If you are unable to schedule a face-to-face meeting with your advisor, you may alternately request an online checkup (your advisor will view your beta site online, and give you feedback via email). However, you must request the offline checkup by the deadline shown on the schedule, so that your advisor has time to look at your code and give you feedback in a timely fashion).

WARNING

This checkup is not intended to be a guarantee of a perfect grade! It is simply a way to help you identify some common defects. Of course, there is more to a great site than just avoiding defects, just as a paper without typos and spelling errors isn't necessarily a great paper. Still, we hope you'll find it valuable to have this checklist and the opportunity for a checkup.

What to Submit

Gather together all the files and folders of your website and place them into a single folder, called beta. Upload the beta folder to the public_html folder of your team account on the CS110 server. Make sure you do this by the deadline given in the schedule.

Your beta version should be debugged and ready for the end user. All links, graphics, sounds, animations, dog tags, should be in place. Links and animations must work. All images should have ALT attributes.
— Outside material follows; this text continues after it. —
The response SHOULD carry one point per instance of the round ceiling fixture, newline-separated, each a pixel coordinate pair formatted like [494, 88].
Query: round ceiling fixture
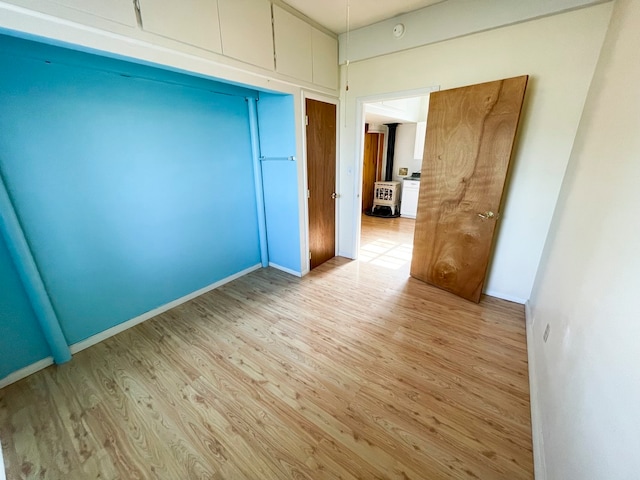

Your instructor may partially base your grade on how well a tester (randomly selected from your intended audience) fares with your site.

You must also submit an accompanying HTML document named P3_changes.html to your team's Documents folder. This document should detail and justify all substantive changes from your design, so that we won't think it was just a mistake or oversight. Although your site should fulfill the requirements and match the design in most details, we understand that you're still learning web design, so you will probably discover that you'll want to change some of your design decisions by the time you get to the coding phase. Similarly, your client may make some changes during this time. Your document need not be as long and elaborate as your design document, but it should clearly describe what changed.

What specifically should you include in your changes document? Your P3_changes.html file should contain a LINK TO the start page for your website (you'll have many many files in your directory, we need to know where to begin touring your site). For example, in P3_changes.html, you could write something like this: Start touring our website here where the here is a link to your home page.

The P3_changes.html file should also include:

  1. How each of the team members fulfilled their minimum requirements. For example:
    Rachel fulfilled her JavaScript requirements with a user-defined function on intro.html and rollovers on members.html. Angie validated form inputs on orderform.html, and implemented the pull-down menu for each page.
  2. Explicitly state (since it may have changed since the design document), which person worked on which files, including CSS and JavaScript files, and who produced the artwork (banner and button design, etc.).
  3. Indicate how the modularity requirement was handled (where and how either Server Side Includes (SSI) or JavaScript were used for modularity, and who was responsible for the implementation).

Both your website and the P3_changes.html document are due by the coding deadline in the schedule, and may not be changed after the due date.

Grading

Points will be awarded in the following categories:

  • Basic site function
  • Aesthetics, design, and readability
  • Usability, navigation, accessibility
  • Documentation
  • JavaScript minimum requirements met
  • Modularity
  • Spelling, grammar, punctuation and other mechanics of writing
  • Excellency

Excellency

The top 10% (10 out of 100 points) of the coding grade is reserved for teams who demonstrate conspicuous excellence in their project. How can you get those extra points? You must, somehow, go above and beyond ordinary achievement. There are many ways, but there is no checklist, any more than there is a checklist for great writing, great science or great design. An excellent website may have clever coding (e.g. Javascript code that you wrote on your own, beyond examples seen in class or taken from the Web); extraordinary beauty and harmony; unusual scale or some combination of all these. It is our expectation that we will award relatively few of these extra points - if you get any of these points, you should be very proud of yourself.